Alors que Fincher optait dans Zodiac pour la distance et l’atonie comme remède à l’hystérie souhaitée par un psychopathe, le sujet qu’il aborde dans The Social Network va impliquer un changement de perspective.
Facebook, son ascension fulgurante et la création d’un monstre tentaculaire qui serait l’allégorie de la civilisation à l’ère du 2.0 ne peut provoquer qu’un sentiment : celui de la fascination.
Epaulé par le génial Aaron Sorkin, Fincher semble baisser la garde, nous immergeant dans le dédale d’Harvard, ses soirées où l’élite se trémousse dans les boiseries cossues de ses final clubs dans un classieux noir et or.
Le dialogue initial, d’un rythme absolument étouffant, virtuose dans ces circonvolutions, place le protagoniste dans la course : sociopathe, parlant comme il bouffe du code, programmé pour anticiper nos désirs numérique, c’est une machine à gagner aussi efficace qu’effrayante, sacrifiant pour son grand œuvre les dommages collatéraux que sont les relations sociales.
Ce rythme, cette fluidité alliée à la musique hypnotique de Reznor, suffirait au succès du biopic. C’est une nouvelle fois sans compter sur l’intelligence du regard de Fincher, qui ne s’empare jamais d’un sujet sans arrières pensées.
Récit d’un succès et de sa propagation planétaire, le parcours de Facebook est celui d’une courbe ascendante que rien ne semble arrêter : raison pour laquelle le cinéaste y substitue les malices d’un montage fondé sur les flashforwards qui va largement complexifier la caractérisation des personnages. Présentés au départ comme une élite largement adulte (c’est-à-dire capitaliste) avant l’heure, ils peuvent fonder des entreprises, déposer des brevets et s’auréoler de succès alors qu’ils sont encore étudiants. Les retrouver quelques années après lors des dépositions judiciaires laisserait entendre une maturité nouvelle, qui en fait n’advient pas : qu’on invente un canular potache dans sa chambre où qu’on gère les flux de son site à l’échelle internationale, l’état d’esprit est le même, les jalousies identiques. Le monde est gouverné par des post-adolescents milliardaires, qui le prennent d’assaut derrière leurs claviers, à l’image de Sean Parker, qui a gagné à faire vaciller l’industrie du disque grâce à Napster.
« Fashion is never finished »
Comment rester dans la course ? Comment maintenir l’intérêt ? En comprenant ce que veulent les consommateurs, à savoir s’exposer, et fournir toute la matière première.

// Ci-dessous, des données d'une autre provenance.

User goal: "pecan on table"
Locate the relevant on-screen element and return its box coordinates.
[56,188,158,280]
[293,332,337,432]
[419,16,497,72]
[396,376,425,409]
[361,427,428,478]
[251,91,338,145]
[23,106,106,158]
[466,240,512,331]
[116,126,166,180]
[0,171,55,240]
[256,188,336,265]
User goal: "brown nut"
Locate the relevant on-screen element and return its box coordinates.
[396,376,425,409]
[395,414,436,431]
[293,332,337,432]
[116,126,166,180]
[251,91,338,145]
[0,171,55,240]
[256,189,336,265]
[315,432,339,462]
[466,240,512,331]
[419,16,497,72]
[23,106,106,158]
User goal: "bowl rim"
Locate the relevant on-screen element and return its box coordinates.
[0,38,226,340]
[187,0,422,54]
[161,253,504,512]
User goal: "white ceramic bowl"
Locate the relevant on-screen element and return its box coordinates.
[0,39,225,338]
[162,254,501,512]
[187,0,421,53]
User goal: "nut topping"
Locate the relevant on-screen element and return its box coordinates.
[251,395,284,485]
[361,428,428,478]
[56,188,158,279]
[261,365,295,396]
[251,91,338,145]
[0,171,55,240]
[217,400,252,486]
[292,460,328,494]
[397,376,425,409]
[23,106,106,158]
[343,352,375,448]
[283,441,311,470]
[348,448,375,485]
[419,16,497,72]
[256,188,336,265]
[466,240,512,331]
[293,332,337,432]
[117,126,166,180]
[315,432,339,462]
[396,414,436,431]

C’est bien là le génie de ces petites frappes que d’avoir sur opérer l’un des grands rapts du début du siècle où la population mondiale va s’engouffrer avec euphorie dans le don de ses données personnelles. Fincher opte bien entendu pour celles des protagonistes, et fait de cette succes story un soap de milliardaires révolutionnant l’ère numérique, captant cette fièvre avec un sens du rythme phénoménal. On pourra regretter les minuscules lourdeurs sur le retour du motif de la petite amie initiale, et le fait de conclure avec elle.
Car sa distance analytique est la plus grande réussite du film : aux antipodes de l’hagiographie, sans virer dans la satire pesante, The Social Network est sur le fil. Fincher dissèque, distribue dans le temps, place les faits et capte comme personne la fébrilité de la civilisation numérique.